# Civil Engineering - UPSC Civil Service Exam Questions - Discussion

16.

The distance between two bench marks is 1000 m. If during levelling, the total error due to collimation, curvature and refraction is found to be + 0.120 m, then the magnitude of the collimation error is

 [A]. 0.00527 m [B]. 0.0527 m [C]. 0.527 m [D]. 0.673 m

Explanation:

No answer description available for this question.

 Aryan said: (Feb 11, 2014) Error due to curvature and refraction = 0.0678*(d)^2. Here, d=1 km. Error= 0.0678. Collimation error= 0.120 - 0.0678.

 Kanu said: (Mar 7, 2017) Thanks @Aryan.

 Anil said: (Mar 11, 2017) @Aryan. How can you subtract? One is in km and other is in mt.

 Taofeek said: (Apr 17, 2017) @Anil.
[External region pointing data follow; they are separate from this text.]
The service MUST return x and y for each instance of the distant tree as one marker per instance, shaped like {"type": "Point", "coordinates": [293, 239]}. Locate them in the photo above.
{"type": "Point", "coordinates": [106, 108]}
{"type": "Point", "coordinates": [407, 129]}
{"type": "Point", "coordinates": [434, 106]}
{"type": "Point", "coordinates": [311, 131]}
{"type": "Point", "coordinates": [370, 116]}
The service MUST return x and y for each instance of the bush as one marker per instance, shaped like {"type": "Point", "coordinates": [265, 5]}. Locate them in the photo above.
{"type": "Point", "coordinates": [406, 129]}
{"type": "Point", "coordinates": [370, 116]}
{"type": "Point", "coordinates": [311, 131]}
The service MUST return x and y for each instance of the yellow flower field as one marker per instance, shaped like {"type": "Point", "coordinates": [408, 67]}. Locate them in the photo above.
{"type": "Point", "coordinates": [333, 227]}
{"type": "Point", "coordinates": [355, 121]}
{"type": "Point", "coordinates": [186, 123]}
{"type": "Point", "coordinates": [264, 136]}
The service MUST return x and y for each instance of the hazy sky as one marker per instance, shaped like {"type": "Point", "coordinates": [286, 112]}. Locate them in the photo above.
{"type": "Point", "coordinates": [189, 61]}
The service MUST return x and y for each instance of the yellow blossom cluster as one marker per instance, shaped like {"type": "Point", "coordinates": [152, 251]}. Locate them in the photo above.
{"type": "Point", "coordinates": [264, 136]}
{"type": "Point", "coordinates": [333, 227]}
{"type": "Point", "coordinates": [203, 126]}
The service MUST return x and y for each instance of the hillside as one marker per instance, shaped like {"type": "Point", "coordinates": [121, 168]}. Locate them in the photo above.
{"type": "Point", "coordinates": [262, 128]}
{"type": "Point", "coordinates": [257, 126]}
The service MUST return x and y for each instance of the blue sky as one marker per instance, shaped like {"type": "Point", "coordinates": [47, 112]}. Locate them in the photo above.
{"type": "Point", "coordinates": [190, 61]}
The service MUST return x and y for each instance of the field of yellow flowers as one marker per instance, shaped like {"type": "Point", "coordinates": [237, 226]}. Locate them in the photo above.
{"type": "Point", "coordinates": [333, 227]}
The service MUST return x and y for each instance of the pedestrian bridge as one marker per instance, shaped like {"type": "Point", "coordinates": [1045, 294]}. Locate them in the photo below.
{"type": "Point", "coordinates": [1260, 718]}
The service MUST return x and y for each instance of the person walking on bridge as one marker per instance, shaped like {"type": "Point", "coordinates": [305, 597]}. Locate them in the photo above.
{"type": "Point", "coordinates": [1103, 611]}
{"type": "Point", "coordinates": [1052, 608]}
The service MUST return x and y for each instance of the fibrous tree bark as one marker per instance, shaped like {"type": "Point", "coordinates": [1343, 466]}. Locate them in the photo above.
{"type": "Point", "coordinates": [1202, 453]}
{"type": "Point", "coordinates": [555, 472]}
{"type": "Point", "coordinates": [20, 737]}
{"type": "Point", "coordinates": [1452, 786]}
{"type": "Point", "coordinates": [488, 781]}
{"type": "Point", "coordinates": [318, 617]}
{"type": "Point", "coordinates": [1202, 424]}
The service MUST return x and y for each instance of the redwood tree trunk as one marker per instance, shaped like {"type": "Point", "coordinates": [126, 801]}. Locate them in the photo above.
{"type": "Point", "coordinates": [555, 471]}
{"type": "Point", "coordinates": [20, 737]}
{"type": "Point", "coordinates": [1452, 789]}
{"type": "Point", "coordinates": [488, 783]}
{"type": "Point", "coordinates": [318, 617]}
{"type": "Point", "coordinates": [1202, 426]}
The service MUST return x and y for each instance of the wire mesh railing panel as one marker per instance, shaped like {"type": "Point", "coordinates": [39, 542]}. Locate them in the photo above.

The combined error due to curvature and refraction (ecomb) is thus given by ecomb = 0.0675 D2 m where D is the distance in km.

 Uttarayan said: (Jan 16, 2018) @Anil. The value of error due to curvature and refraction comes in m although d is taken in km.

 Mahendra Shukla said: (Dec 23, 2018) Given; Total error =collimation error + curvature error + refraction error. .120=colli.error-.07857*1+.01122*1, Colli.error = .120-.06735=.0527.

 Akash said: (Sep 26, 2019) Collimation Error = 0.12-0.0673 = 0.0527.

 Amit Singh said: (Jan 31, 2021) Curvature correction(m) = -0.06749d^2 (d is in Km), Refraction correction (m) = 0.01121d^2 (d is in Km), Combined Correction (m) = -0.06728d^2 (d is in km).